I have stumbled across the following conjecture. For $m\in\Bbb Z_{\ge2}$ let $\zeta_m=e^{2i\pi/m}$. Thus we have $\zeta_m^m=1$ and $\sum_{l=0}^{m-1}\zeta_m^l=0$.
Conjecture: for all integers $j$ with $0\le j\le m-1$, we have $$p_{m,j}(z):=\sum_{k=0}^{m-1}\frac{\zeta_m^{-kj}}{1-\zeta_m^kz}=\frac{mz^j}{1-z^m}.\tag1$$
Thoughts: I have shown that $(1)$ holds for all $m$ when $j=0$, but no other general cases.

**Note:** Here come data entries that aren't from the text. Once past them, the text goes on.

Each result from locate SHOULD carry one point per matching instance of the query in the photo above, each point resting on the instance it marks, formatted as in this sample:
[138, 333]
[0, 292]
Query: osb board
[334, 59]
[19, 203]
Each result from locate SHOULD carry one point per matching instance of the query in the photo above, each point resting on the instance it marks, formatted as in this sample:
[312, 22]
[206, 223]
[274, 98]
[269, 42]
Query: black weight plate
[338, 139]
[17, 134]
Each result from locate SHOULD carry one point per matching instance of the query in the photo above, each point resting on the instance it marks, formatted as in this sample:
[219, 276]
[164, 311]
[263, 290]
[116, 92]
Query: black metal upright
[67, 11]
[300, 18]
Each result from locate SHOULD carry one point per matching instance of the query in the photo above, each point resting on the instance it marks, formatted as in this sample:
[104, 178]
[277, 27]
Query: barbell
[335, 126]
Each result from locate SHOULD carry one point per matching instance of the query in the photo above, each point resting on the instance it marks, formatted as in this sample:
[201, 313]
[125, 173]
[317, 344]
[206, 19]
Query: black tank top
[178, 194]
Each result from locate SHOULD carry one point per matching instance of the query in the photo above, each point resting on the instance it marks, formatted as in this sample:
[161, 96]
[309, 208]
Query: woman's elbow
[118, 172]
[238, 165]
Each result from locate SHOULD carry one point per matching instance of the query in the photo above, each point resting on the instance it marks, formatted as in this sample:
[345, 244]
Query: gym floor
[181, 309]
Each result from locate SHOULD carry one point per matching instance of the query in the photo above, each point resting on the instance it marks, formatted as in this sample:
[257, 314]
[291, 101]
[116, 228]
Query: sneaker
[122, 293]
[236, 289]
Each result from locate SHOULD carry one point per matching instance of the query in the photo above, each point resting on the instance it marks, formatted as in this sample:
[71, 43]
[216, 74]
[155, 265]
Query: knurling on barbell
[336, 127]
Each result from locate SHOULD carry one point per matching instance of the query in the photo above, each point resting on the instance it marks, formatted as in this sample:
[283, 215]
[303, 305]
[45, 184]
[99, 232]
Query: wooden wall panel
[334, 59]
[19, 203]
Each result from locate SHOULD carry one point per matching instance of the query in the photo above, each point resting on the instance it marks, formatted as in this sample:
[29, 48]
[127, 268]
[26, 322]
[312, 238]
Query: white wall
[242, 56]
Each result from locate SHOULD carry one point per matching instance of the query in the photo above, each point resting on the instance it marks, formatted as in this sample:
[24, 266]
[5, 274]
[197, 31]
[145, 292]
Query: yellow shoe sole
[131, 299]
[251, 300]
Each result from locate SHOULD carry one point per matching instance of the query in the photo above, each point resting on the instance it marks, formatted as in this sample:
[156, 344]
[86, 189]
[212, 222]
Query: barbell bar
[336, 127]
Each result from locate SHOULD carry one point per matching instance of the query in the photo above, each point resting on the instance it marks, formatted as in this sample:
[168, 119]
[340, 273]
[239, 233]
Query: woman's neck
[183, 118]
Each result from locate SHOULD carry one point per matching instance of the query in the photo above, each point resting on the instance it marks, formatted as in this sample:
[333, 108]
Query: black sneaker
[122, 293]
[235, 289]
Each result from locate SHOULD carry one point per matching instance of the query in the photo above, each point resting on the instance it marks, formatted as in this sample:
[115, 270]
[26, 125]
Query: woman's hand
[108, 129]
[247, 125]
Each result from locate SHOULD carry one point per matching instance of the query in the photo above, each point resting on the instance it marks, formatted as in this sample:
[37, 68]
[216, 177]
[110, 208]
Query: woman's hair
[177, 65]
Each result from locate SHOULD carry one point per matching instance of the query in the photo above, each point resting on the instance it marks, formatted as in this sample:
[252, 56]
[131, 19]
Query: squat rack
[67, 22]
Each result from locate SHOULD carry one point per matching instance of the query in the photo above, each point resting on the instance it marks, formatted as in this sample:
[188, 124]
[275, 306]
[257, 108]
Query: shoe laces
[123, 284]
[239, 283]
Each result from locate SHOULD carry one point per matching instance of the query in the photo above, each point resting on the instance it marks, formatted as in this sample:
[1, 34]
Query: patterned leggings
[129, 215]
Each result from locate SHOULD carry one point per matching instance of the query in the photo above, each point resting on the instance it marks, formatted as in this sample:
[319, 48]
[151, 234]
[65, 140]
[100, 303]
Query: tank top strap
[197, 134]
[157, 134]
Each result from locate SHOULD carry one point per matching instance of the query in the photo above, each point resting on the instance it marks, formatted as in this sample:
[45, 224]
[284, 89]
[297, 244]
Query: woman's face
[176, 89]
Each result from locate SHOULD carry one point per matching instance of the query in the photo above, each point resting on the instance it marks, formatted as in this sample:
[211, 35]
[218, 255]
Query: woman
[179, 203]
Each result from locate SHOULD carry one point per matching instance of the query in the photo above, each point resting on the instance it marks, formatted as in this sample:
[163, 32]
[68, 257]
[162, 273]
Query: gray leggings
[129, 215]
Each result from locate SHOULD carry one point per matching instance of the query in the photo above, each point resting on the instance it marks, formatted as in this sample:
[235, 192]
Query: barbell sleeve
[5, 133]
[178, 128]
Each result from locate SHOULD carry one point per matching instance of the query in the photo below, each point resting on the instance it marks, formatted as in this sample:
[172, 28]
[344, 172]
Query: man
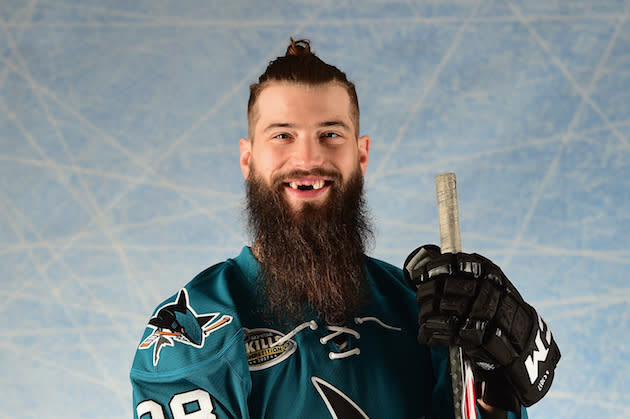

The conjecture is easy to show true for $m=2$, so that is left to the reader as a fun exercise. The case $m=3$ is a bit more messy, so I present it here. The messiness grows quadratically (the case-by-case proof for the $m=n$ involves $n^2-n$ terms at least) with $m$, and I have thus far not had the patience to check any $m\ge4$.
Proof: ($m=3$)
Since $1-z^m=\prod_{k=0}^{m-1}(1-\zeta_m^kz)$, we have that $$ (1-z^3)p_{3,1}(z)=(1-\zeta_3z)(1-\zeta_3^2z)+\zeta_3^2(1-z)(1-\zeta_3^2z)+\zeta_3(1-z)(1-\zeta_3z). $$ This is $$\begin{align} (1-z^3)p_{3,1}(z)=&1-(\zeta_3+\zeta_3^2)z+\zeta_3^3z^2\\ &+\zeta_3^2(1-(1+\zeta_3^2)z+\zeta_3^2z^2)\\ &+\zeta_3(1-(1+\zeta_3)z+\zeta_3z^2)\\ =&1+\zeta_3+\zeta_3^2\\ &-3(\zeta_3+\zeta_3^2)z\\ &+(1+\zeta_3+\zeta_3^2)z^2\\ =&3z. \end{align}$$ Next up, we have $$(1-z^3)p_{3,2}(z)=(1-\zeta_3z)(1-\zeta_3^2z)+\zeta_3(1-z)(1-\zeta_3z)+\zeta_3^2(1-z)(1-\zeta_3^2z).$$ This is $$\begin{align} (1-z^3)p_{3,2}(z)=&1-(\zeta_3+\zeta_3^2)z+z^2\\ &+\zeta_3(1-(1+\zeta_3^2)z+\zeta_3^2z^2)\\ &+\zeta_3^2(1-(1+\zeta_3)z+\zeta_3z^2)\\ =&1+\zeta_3+\zeta_3^2\\ &+(1+\zeta_3+\zeta_3^2)z\\ &+(1+1+1)z^2\\ =&3z^2. \end{align}$$ And we are done. $\square$
Progress on Proof: Suppose that $A\subset \Bbb C\setminus\{0\}$ is a finite set of size $n$. Then we have $$\prod_{a\in A}(1-az)=\sum_{k=0}^{n}(-z)^k\sum_{{U\subset A}\atop{\#U=k}}\prod_{p\in U}p.$$ Taking $A=S_n=\{\zeta_n^k:k=0,1,...,n-1\}$ we have that $\prod_{a\in A}(1-az)=1-z^n$, so that $$\sum_{{U\subset S_n}\atop{\#U=k}}\prod_{p\in U}p=0,\qquad \text{for }1\le k\le n-1.$$ Perhaps this will be useful when we note that $$(1-z^m)p_{m,j}(z)=\sum_{k=0}^{m-1}\sum_{v=0}^{m-1}(-z)^v\zeta_{m}^{-kj}\sum_{{U\subset S_m\setminus \{\zeta_m^k\}}\atop{\#U=v}}\prod_{p\in U}p.$$ Specifically, it could be used to show that $$(-1)^v\sum_{k=0}^{m-1}\zeta_m^{-kj}\sum_{{U\subset S_m\setminus \{\zeta_m^k\}}\atop{\#U=v}}\prod_{p\in U}p=m\delta_{v,j},\tag2$$ with $\delta_{a,b}$ being the Kronecker delta. From this point I am stuck.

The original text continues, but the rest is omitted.